Plaintiff's testimony further shows that subsequent to the accident, plaintiff underwent a series of nine operations on his left hand, which ultimately resulted in the amputation of the little, ring, and middle fingers of the hand; that prior to the injury, his yearly earnings were approximately $6,500; that, due to the injury, he was off of work some 18 or 19 months; that he then sought employment at several businesses, but was unable to secure same; that, during May of 1969, he began working on the university's security police force, had worked there steadily until the time of trial, had been promoted to the rank of sergeant, and was earning approximately $9,500 per year at the time of trial in the court below.
Dr. Louis Kolb, an orthopedic surgeon affiliated with Illinois Masonic and Cook County Hospitals at the time of trial, testified that he had examined plaintiff at Billings Hospital during the afternoon of November 6, 1967; that plaintiff had extensive injury to his left hand, with the fifth finger of the hand amputated just beyond the first knuckle; that the ring finger was amputated to the first joint of the finger, with skin loss over the long or little fingers of the hand; and that there was a laceration through the palm of the hand.
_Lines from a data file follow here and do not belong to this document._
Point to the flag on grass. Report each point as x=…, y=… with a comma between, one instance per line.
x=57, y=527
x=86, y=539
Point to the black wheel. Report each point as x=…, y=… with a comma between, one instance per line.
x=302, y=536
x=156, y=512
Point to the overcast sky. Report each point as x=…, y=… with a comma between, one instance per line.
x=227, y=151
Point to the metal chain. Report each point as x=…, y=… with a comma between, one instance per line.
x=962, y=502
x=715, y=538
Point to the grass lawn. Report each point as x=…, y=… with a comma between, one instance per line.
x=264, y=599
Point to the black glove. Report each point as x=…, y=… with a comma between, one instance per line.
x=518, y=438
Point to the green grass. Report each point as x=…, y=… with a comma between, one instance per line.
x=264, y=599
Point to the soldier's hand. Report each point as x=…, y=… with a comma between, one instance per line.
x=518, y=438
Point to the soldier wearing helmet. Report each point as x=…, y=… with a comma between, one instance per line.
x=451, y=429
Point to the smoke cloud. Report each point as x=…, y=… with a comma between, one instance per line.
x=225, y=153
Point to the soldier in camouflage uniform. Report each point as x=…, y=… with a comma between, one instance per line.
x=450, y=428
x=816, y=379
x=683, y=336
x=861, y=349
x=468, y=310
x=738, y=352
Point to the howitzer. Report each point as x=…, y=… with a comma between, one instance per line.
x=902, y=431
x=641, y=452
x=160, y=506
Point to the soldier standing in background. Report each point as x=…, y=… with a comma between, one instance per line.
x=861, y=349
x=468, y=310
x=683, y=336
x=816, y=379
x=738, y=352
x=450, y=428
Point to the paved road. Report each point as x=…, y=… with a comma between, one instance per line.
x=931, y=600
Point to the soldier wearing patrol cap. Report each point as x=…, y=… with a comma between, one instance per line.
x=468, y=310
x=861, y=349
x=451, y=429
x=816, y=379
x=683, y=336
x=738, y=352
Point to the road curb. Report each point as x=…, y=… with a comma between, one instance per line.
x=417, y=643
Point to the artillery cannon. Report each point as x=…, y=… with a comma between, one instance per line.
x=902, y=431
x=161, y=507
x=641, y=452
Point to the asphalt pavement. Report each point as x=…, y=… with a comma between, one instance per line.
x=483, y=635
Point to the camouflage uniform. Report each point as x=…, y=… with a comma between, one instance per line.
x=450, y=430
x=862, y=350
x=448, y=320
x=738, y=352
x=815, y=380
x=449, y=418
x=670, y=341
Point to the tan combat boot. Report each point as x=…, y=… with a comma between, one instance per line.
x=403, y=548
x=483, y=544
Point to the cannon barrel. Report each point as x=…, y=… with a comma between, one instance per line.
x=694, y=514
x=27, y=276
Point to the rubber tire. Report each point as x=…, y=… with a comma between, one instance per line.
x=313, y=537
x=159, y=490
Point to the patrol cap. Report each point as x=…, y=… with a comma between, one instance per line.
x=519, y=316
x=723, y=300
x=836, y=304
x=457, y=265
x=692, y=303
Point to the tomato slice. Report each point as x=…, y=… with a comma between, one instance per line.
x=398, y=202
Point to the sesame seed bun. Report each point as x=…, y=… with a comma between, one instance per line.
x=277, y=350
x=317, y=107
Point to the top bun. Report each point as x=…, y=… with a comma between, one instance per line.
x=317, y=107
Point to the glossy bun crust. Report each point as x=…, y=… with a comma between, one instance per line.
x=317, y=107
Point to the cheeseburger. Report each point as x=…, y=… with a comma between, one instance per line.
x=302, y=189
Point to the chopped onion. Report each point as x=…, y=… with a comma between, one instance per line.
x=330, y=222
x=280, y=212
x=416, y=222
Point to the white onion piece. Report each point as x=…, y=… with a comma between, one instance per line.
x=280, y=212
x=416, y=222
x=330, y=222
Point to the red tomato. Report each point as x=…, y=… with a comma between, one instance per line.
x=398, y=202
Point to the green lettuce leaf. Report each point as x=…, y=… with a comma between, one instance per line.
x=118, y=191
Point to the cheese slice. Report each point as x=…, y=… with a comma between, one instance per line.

Dr. Kolb testified that he had X rays taken and that he decided surgery was necessary that day in order to prevent infection and to cover the bony parts of the hand with soft tissue; that surgery was performed; that on November 9, 1967, plaintiff had a skin graft taken from his left thigh, in order that the skin be grafted over the tip of plaintiff's left hand middle finger, but that only 50% of the graft survived; that plaintiff was subsequently sent home from the hospital and underwent physiotherapy; that later, plaintiff developed flexion contracture of one of the joints of his middle finger; and that certain procedures were employed to correct the contracture, but that it recurred.
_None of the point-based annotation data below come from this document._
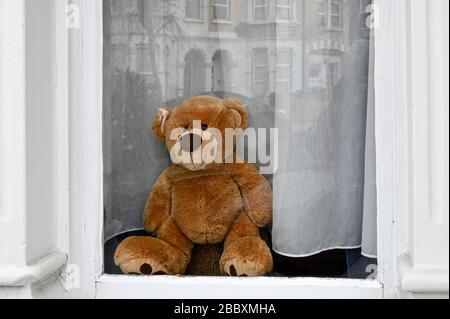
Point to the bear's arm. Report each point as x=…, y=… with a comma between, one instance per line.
x=256, y=193
x=157, y=207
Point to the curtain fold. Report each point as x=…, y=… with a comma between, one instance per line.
x=305, y=69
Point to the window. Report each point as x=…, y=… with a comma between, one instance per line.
x=119, y=57
x=163, y=65
x=194, y=9
x=221, y=10
x=283, y=71
x=284, y=10
x=364, y=12
x=321, y=14
x=328, y=14
x=335, y=14
x=315, y=72
x=142, y=59
x=260, y=10
x=332, y=73
x=260, y=72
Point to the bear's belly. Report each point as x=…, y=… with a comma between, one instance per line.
x=204, y=207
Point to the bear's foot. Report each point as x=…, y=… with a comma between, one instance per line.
x=247, y=256
x=149, y=256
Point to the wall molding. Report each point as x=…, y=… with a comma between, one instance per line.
x=416, y=280
x=44, y=268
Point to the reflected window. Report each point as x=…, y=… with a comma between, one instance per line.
x=221, y=10
x=143, y=59
x=284, y=10
x=194, y=9
x=284, y=71
x=364, y=12
x=260, y=72
x=119, y=60
x=332, y=73
x=315, y=72
x=328, y=14
x=260, y=10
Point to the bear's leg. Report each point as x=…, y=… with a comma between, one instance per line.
x=245, y=253
x=169, y=253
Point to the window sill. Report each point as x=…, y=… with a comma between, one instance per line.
x=21, y=276
x=222, y=22
x=192, y=20
x=175, y=287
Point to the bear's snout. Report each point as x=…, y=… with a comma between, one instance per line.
x=191, y=142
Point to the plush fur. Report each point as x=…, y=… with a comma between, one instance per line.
x=202, y=204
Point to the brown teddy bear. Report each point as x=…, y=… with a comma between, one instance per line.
x=203, y=201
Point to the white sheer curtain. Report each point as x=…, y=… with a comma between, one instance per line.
x=324, y=190
x=301, y=66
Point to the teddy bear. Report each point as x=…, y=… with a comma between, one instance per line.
x=197, y=200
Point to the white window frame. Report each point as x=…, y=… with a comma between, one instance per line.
x=264, y=6
x=220, y=5
x=289, y=7
x=84, y=167
x=284, y=65
x=260, y=66
x=319, y=77
x=143, y=47
x=86, y=192
x=201, y=13
x=329, y=15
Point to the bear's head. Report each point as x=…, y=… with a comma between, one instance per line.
x=201, y=131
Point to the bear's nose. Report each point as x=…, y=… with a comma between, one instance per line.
x=191, y=142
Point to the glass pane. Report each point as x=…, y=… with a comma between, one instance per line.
x=283, y=13
x=193, y=9
x=283, y=57
x=335, y=21
x=261, y=57
x=260, y=13
x=312, y=86
x=286, y=3
x=283, y=73
x=260, y=74
x=220, y=13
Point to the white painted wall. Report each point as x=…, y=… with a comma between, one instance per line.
x=412, y=131
x=36, y=142
x=28, y=218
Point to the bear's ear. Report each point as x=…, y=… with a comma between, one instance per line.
x=239, y=111
x=159, y=123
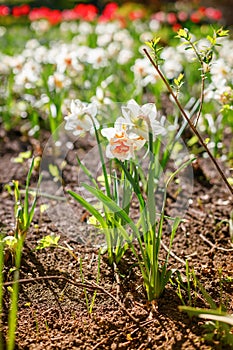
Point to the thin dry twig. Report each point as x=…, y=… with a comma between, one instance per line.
x=213, y=246
x=91, y=286
x=192, y=126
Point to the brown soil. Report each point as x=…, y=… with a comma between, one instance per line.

Nathaniel Cornwell, plaintiff's senior co-employee on the day of the accident, confirmed plaintiff's account of many of the surrounding circumstances prior to the accident, and then testified that during his work experience with the university, each time empty coal cars were to be replaced on the spur track by full cars, railroad employees would walk up and down the track area to make certain none of the workmen was underneath any of the cars and to warn the workmen of the impending move; and that he had not instructed plaintiff not to use the safety belt and had not heard anyone else instruct him to use it, but had not cautioned plaintiff against using it.
William Gansar, at the time of the accident the assistant supervisor at the university's power plant, testified that during his 15 years' experience, he had observed the car removal practices of the railroad on numerous occasions; that he had never observed an occasion when railroad employees failed to walk up the walkway to warn the workmen; and that it had been the railroad employees' custom to do so.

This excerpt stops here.